Another draw followed, 1-1 at home to Coventry.
With Europe the only chance for silverware a young City side managed to overcome a two goal deficit from the first leg and inflict their own 2-0 defeat of Gornik at Maine Road to amazingly take the tie to a one game replay.
Back to the league and another draw, 0-0, this time at the Hawthorns against West Brom saw the Blues go 10 games without a league win
In an amazing replay which was held in Copenhagen against Gornik , City overcame the Poles with a 3-1 win to book a European sem-final place.
At the eleventh attempt City managed a League win, a 3-0 victory over visitors Everton , but it was not ‘a corner turned’ as The Blues went down 3-1 at home to Nottingham Forest then lost 1-0 at Huddersfield , before a goal-less draw at Newcastle leaving City in 8th place in the league with just 6 games left.

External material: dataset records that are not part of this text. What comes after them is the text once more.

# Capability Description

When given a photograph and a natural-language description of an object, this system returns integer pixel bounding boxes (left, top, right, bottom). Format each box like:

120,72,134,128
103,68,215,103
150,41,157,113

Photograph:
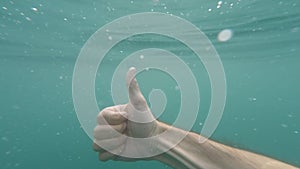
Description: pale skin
93,68,299,169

an inexperienced City side were drawn away in the first leg of the European Cup Winners Cup semi-final against Chelsea and were narrowly beaten 1-0 by the Londoners.

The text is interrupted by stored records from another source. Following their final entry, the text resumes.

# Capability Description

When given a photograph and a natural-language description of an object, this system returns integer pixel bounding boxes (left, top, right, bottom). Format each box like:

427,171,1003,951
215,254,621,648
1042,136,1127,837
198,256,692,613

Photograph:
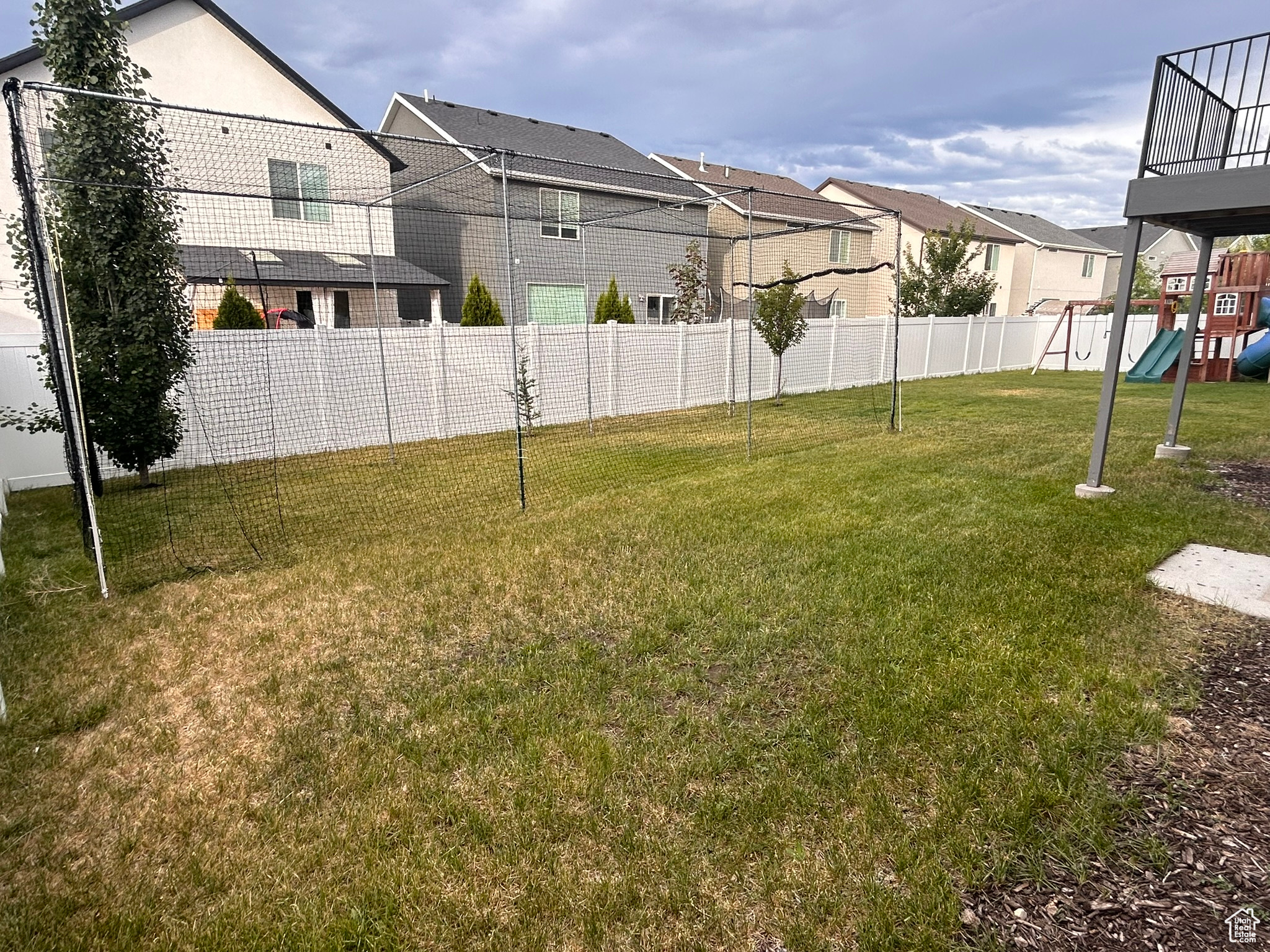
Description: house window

As fate would have it before City met Chelsea at Maine Road in Europe they met them in the league first and drew 1-1. The bad League form followed with a 2-0 defeat against Stoke at the Victoria Ground and a 2-2 home draw against Liverpool .

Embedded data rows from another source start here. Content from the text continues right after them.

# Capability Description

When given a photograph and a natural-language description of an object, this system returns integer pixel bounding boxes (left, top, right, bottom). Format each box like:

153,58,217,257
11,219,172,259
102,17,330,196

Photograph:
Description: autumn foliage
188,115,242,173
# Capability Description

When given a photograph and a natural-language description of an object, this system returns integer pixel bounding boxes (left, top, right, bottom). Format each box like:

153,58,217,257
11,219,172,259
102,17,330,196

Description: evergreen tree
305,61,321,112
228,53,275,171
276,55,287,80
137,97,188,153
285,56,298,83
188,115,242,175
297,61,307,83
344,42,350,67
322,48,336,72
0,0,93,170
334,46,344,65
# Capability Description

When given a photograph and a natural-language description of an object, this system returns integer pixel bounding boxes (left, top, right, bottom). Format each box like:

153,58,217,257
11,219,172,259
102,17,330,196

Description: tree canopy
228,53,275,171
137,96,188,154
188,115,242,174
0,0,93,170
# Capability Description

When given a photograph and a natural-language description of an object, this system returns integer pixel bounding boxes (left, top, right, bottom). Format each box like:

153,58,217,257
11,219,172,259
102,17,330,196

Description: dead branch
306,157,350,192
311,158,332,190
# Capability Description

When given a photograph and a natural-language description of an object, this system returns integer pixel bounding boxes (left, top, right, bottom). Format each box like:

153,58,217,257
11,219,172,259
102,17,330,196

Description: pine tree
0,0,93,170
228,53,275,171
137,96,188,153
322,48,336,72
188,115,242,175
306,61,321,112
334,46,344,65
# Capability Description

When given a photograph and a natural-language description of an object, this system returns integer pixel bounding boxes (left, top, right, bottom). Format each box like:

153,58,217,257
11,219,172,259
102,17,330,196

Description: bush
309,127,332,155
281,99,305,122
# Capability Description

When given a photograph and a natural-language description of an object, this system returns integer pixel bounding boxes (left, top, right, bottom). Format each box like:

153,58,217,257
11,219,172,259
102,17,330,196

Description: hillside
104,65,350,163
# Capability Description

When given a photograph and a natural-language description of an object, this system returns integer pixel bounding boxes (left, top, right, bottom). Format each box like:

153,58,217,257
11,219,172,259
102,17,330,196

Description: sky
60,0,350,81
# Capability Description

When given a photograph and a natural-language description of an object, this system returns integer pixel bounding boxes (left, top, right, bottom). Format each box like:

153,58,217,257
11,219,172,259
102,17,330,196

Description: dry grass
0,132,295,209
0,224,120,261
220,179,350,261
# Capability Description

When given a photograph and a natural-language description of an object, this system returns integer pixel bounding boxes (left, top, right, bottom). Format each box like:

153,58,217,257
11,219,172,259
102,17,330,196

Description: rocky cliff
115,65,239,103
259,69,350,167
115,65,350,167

City’s attempt to defend their European crown fell at the penultimate hurdle as a mistake by City’s young keeper Ron Healey gifted Chelsea a 1-0 win in front of the Kippax and The Blues were out, defeated 2-0 on aggregate
The season frittered out with two defeats at Maine Road 1-0 against Tottenham and 4-3 against Manchester United on the last day of the season.
And so after winning five trophys within five years City had ended the season ‘potless, admittedly the squad was ravaged through injury and Mercer had to throw in many untried youngsters such as Willie Donachie, Jeff Johnson and Ron Healey, who did themselves proud and can only strengthen the squad for the 1971-72 season. Joe Corrigan writes in his autobiography “We finished the season empty handed for the first time in four years, we ended the season by winning just one of our last 18 games; relegation form however you looked at it… in many ways it was a glimpse of the future as the all-conquering City team built by Mercer and Allison slowly began to fall apart, players were getting older, the magic was fading.”